L’avenir de la langue française en Tunisie se joue, certes, à travers l’existence de ces établissements au programme français. Mais surtout à travers l’enseignement public tunisien, là où nous avons remarqué que le niveau de l’enseignement du français s’est dégradé au fil du temps. De ce fait, nous sommes conscients qu’il y a des efforts considérables à fournir pour rehausser le niveau de formation, en particulier des enseignants et par conséquent le niveau de français des élèves.

Nous sommes, dans ce cadre, en discussions avec le ministère de l’Education tunisien, pour mettre en œuvre un programme visant à améliorer la formation des enseignants de français, de façon à inverser cette tendance perçue depuis plusieurs années concernant la dégradation du niveau de français des enseignants et donc des élèves.

Il y a des enjeux qui tiennent purement à l’usage du français en Tunisie. Si les gens n’apprennent plus le français à l’école ou s’ils l’apprennent mal, ils auront tendance à se décourager d’apprendre encore plus la langue. Il y a également des enjeux de développement pour la Tunisie, puisqu’une partie de l’enseignement public tunisien est dispensée en français. Si nous voulons donner à ces élèves, qui sortent de l’enseignement public tunisien, les instruments de leur réussite, d’abord au niveau universitaire puis au niveau professionnel, il faut leur permettre d’avoir un bon niveau de français.

Quelles sont les perspectives potentielles dans le domaine culturel ?

Le domaine culturel est principalement géré à travers l’Institut Français de Tunis et les deux antennes de Sousse et de Sfax. Mais pas que. Depuis quelques années, nous avons procédé à la création d’un réseau d’alliances françaises en Tunisie, et il y en a 6 qui ont été créées depuis 2017, celles de Tunis, Bizerte, Gabès, Djerba, Gafsa et Kairouan.
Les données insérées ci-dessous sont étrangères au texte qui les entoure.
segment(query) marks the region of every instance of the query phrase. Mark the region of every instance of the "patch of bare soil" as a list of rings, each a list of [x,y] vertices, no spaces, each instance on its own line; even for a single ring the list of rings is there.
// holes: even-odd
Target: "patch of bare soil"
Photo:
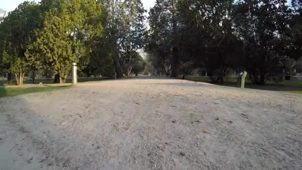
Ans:
[[[186,81],[0,99],[0,170],[301,170],[302,96]]]

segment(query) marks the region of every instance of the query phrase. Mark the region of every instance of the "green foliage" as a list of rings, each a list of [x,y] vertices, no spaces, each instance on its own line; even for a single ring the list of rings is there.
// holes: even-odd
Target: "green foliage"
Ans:
[[[293,1],[294,10],[287,3],[156,0],[145,49],[155,68],[171,64],[172,75],[178,64],[185,75],[200,68],[218,82],[230,69],[246,70],[253,83],[264,84],[272,72],[280,72],[284,59],[301,57],[301,1]]]
[[[94,0],[61,0],[57,5],[46,12],[26,56],[33,67],[48,66],[59,75],[58,83],[64,83],[72,62],[79,63],[80,70],[88,65],[93,41],[103,36],[103,13]]]
[[[125,57],[143,46],[145,12],[140,0],[102,0],[106,13],[105,36],[99,50],[111,59],[118,77],[123,77]],[[102,48],[104,47],[104,48]],[[96,50],[97,51],[97,50]]]

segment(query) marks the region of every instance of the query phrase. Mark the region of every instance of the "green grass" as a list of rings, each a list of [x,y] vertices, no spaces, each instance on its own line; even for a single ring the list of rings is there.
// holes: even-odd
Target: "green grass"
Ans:
[[[100,81],[106,79],[110,79],[108,77],[102,77],[102,78],[78,78],[77,79],[77,82],[83,83],[88,82],[95,82]],[[39,84],[40,83],[42,83],[43,84],[51,84],[54,83],[54,79],[37,79],[35,81],[35,84]],[[72,80],[71,79],[67,79],[66,80],[66,83],[71,83]],[[15,85],[15,80],[12,80],[11,81],[11,85]],[[25,80],[24,82],[24,85],[30,85],[32,84],[31,80]],[[0,81],[0,86],[3,86],[7,85],[6,84],[6,81]]]
[[[211,80],[208,77],[203,76],[187,76],[185,79],[189,81],[211,83]],[[230,76],[226,79],[223,84],[215,84],[215,85],[236,87],[237,78],[235,76]],[[264,85],[258,85],[252,84],[247,80],[245,83],[245,87],[256,89],[273,90],[283,92],[289,92],[298,94],[302,94],[302,81],[285,81],[280,83],[274,82],[268,82]]]
[[[69,88],[70,86],[42,86],[42,87],[4,87],[0,88],[0,97],[14,96],[38,92],[50,91]]]

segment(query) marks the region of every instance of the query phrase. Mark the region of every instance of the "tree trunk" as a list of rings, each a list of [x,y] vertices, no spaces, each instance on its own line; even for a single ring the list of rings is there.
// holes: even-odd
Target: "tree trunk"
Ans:
[[[60,84],[64,84],[66,82],[66,78],[67,78],[67,76],[64,76],[63,77],[60,77]]]
[[[115,72],[116,72],[116,78],[120,78],[124,77],[123,71],[121,68],[120,62],[118,58],[117,57],[115,59]]]
[[[7,73],[7,85],[10,85],[11,83],[11,73]]]
[[[32,83],[33,84],[35,84],[35,78],[36,78],[36,71],[34,70],[32,72],[32,77],[31,78],[31,79],[32,79]]]
[[[17,85],[23,85],[25,73],[23,72],[19,72],[15,74],[15,76],[16,76],[16,82]]]
[[[60,74],[57,74],[55,75],[55,80],[54,80],[54,84],[59,84],[60,83],[61,80],[60,78]]]

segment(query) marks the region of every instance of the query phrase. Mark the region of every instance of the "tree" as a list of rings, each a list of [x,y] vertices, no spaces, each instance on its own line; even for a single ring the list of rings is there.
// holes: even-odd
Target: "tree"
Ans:
[[[243,43],[243,65],[253,83],[264,84],[286,57],[290,10],[285,0],[246,0],[236,4],[235,33]]]
[[[150,29],[145,33],[145,50],[153,66],[166,75],[178,77],[179,40],[176,0],[157,0],[149,12]],[[171,67],[171,68],[170,67]]]
[[[193,67],[193,61],[207,69],[212,82],[223,81],[238,47],[232,27],[233,0],[180,0],[178,9],[180,62]]]
[[[88,64],[92,40],[102,36],[103,16],[101,5],[94,0],[59,2],[46,12],[27,56],[31,61],[39,58],[55,71],[55,83],[63,83],[72,62]]]
[[[4,18],[5,16],[6,12],[5,10],[0,8],[0,23],[3,21]]]
[[[118,77],[123,77],[122,58],[133,54],[143,46],[145,12],[141,0],[102,0],[106,12],[106,37]],[[130,55],[126,55],[130,56]]]
[[[131,76],[131,73],[136,71],[136,73],[140,72],[143,68],[140,68],[141,65],[144,65],[143,59],[142,56],[137,52],[126,52],[121,55],[123,61],[123,70],[125,75],[127,77]],[[135,68],[135,70],[133,69]]]
[[[23,84],[28,71],[29,63],[25,53],[34,39],[34,30],[38,27],[39,20],[37,4],[25,1],[9,12],[1,23],[2,62],[9,73],[15,74],[17,85]]]
[[[289,53],[290,57],[298,59],[302,57],[302,0],[292,0],[292,6],[294,13],[290,23],[292,36]]]
[[[134,63],[132,68],[132,72],[133,72],[136,76],[138,76],[139,74],[145,71],[147,66],[147,63],[145,62],[143,58],[141,58],[139,61],[137,61]]]

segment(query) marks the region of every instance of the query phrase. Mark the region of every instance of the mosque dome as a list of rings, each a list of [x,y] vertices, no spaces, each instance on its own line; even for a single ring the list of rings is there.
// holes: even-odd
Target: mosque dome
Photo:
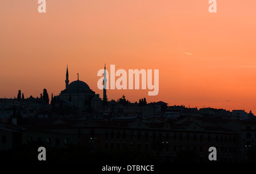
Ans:
[[[85,82],[80,80],[76,80],[70,83],[67,88],[68,90],[74,90],[79,89],[80,90],[89,90],[90,87]]]

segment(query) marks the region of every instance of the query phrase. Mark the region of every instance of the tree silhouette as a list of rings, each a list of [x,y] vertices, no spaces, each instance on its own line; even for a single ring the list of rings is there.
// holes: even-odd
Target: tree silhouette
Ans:
[[[43,100],[44,100],[47,103],[49,103],[49,96],[48,95],[46,89],[44,89],[43,90]]]
[[[51,105],[52,105],[53,103],[53,94],[52,93],[52,97],[51,98]]]
[[[146,98],[144,98],[144,103],[143,103],[144,105],[147,105],[147,101],[146,101]]]
[[[17,99],[20,100],[21,99],[21,91],[20,90],[19,90],[19,92],[18,92],[18,96]]]

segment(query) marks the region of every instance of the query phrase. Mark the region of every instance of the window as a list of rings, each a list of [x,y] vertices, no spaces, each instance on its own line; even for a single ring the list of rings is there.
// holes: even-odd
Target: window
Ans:
[[[180,136],[179,138],[179,140],[180,142],[182,141],[182,135],[181,134],[180,134]]]
[[[246,136],[247,139],[250,139],[251,138],[251,132],[246,132]]]
[[[126,138],[126,133],[125,132],[123,132],[123,139],[125,139]]]
[[[251,130],[251,126],[246,126],[246,130]]]
[[[46,143],[48,144],[51,144],[51,138],[46,138]]]
[[[111,139],[114,139],[114,132],[111,132]]]
[[[148,147],[147,144],[145,144],[145,151],[147,151],[148,150]]]
[[[7,142],[7,136],[5,135],[2,136],[2,143],[6,144]]]
[[[90,131],[90,138],[94,138],[94,131]]]
[[[146,132],[146,134],[145,134],[145,139],[146,139],[146,140],[147,140],[147,138],[148,138],[148,134],[147,134],[147,132]]]
[[[32,141],[32,137],[30,137],[30,136],[28,137],[27,142],[30,143],[31,141]]]
[[[58,138],[56,138],[55,139],[55,144],[57,146],[60,145],[60,139]]]
[[[141,139],[141,132],[138,132],[138,139]]]
[[[65,143],[65,145],[68,144],[68,139],[67,139],[67,138],[65,138],[64,139],[64,143]]]
[[[159,134],[158,134],[158,139],[162,139],[162,134],[161,134],[161,133],[159,133]]]
[[[174,145],[174,151],[176,151],[176,145]]]
[[[169,140],[169,134],[167,134],[166,135],[166,140],[167,141]]]
[[[120,138],[120,132],[117,132],[117,139],[119,139]]]

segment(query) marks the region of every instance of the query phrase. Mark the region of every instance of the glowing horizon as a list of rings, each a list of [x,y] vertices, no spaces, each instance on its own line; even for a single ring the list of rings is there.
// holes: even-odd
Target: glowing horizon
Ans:
[[[0,98],[49,96],[79,79],[102,98],[97,73],[159,69],[148,90],[108,90],[109,100],[210,107],[256,113],[256,2],[217,1],[3,1],[0,5]],[[204,106],[204,107],[203,107]]]

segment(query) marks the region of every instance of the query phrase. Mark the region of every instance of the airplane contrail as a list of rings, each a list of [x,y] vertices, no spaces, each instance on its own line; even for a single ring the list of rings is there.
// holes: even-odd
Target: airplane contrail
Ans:
[[[192,53],[188,53],[188,52],[184,52],[184,53],[185,53],[185,54],[187,54],[187,55],[192,55]]]

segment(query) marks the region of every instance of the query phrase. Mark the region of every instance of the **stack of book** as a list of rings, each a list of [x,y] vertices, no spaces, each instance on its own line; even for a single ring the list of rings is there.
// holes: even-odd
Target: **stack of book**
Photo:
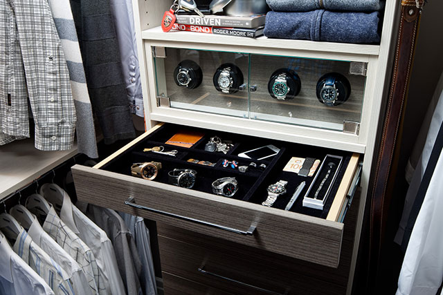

Dans les villes où l’Institut Français n’est pas implanté, nous avons essayé de développer une offre de l’enseignement du français ainsi qu’une offre culturelle française et francophone. A Tunis, nous avons créé une alliance malgré tout, puisque le bassin est large. On peut y avoir en même temps un institut français et une alliance française. Et nous évitons d’ailleurs la concurrence entre ces deux structures.

Des encouragements dans la coproduction France-Tunisie dans le domaine culturel/artistique…

C’est principalement la fonction de l’IFT, qui mène toute une série d’actions et de projets dans le domaine culturel, en partenariat avec les institutions publiques tunisiennes, en particulier le ministère des Affaires culturelles tunisien. Et aussi avec des opérateurs culturels privés, à travers, par exemple, la participation et le soutien d’un certain nombre de festivals qui sont organisés en Tunisie, ou d’un certain nombre d’associations tunisiennes qui œuvrent dans le domaine de la culture.

Il y a également un accord dans le domaine du cinéma entre le « Centre national du cinéma et de l’image animée » (CNC) de France et le CNC tunisien, qui prévoit un fonds d’aide à la coproduction et permet de financer la production d’œuvres cinématographiques tunisiennes.